Academic Contribution: Fills the gap in standardized orbital RL environments
Industrial Value: Applicable to real satellite autonomous control development
Open-Source Significance: Promotes reproducibility in this research field
Standard Setting: Potential to become the standard platform for orbital RL research

Applicable Scenarios

Satellite Autonomous Control: Station-keeping, maneuver planning
Constellation Management: Multi-satellite coordination, formation flying
Collision Avoidance: Space debris evasion strategies
Mission Planning: Intelligent decision-making for complex space tasks
Education and Training: Aerospace engineering and machine learning instruction

References

Orekit: Open-source celestial mechanics library
PettingZoo: Multi-agent RL environment standard
Starlink ephemeris data: Satellite orbit validation data
Related orbital RL research: Kolosa (2019), Herrera (2020), Casas (2022), etc.

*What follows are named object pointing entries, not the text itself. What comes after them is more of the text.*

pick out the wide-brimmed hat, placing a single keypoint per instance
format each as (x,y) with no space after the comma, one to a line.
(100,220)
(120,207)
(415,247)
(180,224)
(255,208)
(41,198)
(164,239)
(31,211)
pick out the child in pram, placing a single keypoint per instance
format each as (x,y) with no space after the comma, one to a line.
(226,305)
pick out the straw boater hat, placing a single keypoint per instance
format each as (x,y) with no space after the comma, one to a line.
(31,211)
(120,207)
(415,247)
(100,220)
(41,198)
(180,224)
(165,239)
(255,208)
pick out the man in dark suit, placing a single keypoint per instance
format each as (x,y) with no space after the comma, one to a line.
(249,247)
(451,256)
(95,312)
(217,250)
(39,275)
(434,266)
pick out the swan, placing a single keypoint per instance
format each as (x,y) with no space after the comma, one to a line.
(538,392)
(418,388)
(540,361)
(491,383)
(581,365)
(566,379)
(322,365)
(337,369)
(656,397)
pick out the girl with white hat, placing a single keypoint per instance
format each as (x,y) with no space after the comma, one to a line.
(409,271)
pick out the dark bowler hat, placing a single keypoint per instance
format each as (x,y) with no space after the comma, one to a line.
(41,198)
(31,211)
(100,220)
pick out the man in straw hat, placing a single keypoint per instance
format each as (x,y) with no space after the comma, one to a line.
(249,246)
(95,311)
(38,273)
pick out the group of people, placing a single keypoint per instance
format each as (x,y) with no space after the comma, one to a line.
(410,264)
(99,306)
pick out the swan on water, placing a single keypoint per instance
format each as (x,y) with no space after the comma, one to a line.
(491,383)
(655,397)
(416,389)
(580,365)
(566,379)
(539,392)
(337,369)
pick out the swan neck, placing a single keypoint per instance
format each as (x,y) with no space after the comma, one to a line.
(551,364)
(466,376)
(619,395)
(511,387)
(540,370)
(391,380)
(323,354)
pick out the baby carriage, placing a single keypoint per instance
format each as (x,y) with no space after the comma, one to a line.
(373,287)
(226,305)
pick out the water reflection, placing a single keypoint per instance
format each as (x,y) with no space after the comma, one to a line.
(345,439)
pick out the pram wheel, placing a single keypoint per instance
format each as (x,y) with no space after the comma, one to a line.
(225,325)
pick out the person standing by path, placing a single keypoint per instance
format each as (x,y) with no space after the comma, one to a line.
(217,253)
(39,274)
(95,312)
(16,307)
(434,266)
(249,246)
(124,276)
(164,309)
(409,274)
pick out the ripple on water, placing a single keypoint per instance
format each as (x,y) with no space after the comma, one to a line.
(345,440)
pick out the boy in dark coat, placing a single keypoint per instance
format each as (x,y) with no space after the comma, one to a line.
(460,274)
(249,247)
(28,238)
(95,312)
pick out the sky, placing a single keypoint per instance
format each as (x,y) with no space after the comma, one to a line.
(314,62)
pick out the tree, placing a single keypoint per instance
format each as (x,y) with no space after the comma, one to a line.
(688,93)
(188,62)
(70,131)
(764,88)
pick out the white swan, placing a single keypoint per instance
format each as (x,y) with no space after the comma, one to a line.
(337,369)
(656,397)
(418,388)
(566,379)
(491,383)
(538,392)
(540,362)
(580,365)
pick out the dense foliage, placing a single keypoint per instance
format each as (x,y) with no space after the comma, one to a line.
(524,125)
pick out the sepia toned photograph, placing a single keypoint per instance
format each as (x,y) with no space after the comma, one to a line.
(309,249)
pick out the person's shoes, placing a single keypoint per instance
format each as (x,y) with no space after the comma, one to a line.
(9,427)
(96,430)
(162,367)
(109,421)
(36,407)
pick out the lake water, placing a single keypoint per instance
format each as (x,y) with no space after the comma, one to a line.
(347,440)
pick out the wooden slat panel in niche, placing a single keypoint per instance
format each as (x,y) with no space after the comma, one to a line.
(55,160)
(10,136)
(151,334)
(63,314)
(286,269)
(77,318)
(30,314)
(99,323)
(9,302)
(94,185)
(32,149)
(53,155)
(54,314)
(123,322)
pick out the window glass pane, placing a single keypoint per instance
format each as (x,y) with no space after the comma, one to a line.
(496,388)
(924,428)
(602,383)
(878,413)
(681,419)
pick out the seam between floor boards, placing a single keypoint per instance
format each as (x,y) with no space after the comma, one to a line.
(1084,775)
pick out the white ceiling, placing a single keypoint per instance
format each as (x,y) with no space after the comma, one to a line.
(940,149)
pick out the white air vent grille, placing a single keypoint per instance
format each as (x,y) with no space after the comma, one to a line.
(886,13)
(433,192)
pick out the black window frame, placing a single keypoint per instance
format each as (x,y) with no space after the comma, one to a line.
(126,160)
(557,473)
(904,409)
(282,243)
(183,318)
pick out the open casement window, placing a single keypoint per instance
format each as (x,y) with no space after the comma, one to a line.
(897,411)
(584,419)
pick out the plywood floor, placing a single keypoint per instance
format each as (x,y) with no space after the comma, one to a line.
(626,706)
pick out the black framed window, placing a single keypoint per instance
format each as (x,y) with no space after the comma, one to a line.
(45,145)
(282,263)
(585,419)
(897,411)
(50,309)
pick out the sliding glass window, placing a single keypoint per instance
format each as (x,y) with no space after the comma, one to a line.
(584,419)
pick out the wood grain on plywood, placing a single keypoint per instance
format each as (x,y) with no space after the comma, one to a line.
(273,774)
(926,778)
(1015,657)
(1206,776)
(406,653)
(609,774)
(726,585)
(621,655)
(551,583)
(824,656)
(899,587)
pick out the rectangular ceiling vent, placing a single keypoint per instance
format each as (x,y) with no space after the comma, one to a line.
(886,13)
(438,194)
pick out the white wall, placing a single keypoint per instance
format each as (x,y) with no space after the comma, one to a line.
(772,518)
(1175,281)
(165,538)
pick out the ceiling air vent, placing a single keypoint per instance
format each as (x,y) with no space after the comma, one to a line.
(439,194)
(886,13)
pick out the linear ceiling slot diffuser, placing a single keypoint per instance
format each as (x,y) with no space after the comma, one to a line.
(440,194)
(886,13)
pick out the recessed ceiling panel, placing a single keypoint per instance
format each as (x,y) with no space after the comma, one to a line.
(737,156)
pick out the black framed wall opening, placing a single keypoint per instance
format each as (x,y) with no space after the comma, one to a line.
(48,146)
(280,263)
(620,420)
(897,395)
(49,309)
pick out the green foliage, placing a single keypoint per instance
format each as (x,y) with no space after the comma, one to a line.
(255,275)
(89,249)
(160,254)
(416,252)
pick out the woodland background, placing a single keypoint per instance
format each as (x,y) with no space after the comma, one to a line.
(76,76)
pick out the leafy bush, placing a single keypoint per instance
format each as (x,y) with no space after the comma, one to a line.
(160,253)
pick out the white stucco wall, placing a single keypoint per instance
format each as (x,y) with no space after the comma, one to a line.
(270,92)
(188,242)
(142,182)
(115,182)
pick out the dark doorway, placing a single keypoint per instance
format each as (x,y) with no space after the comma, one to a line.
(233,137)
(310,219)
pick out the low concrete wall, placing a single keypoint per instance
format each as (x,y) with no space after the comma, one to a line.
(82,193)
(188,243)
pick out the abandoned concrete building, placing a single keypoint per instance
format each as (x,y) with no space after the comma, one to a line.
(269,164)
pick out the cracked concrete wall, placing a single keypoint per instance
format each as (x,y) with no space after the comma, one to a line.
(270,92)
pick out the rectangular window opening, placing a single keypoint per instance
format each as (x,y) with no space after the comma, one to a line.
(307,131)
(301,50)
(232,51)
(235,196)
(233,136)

Summary: OrbitZoo is an open-source multi-agent reinforcement learning environment with significant academic and practical value. Through high-fidelity orbital dynamics modeling and real-world data validation, it provides a powerful tool for research and development of autonomous space systems. This work not only advances RL applications in aerospace but also makes important contributions to standardized development in this interdisciplinary field.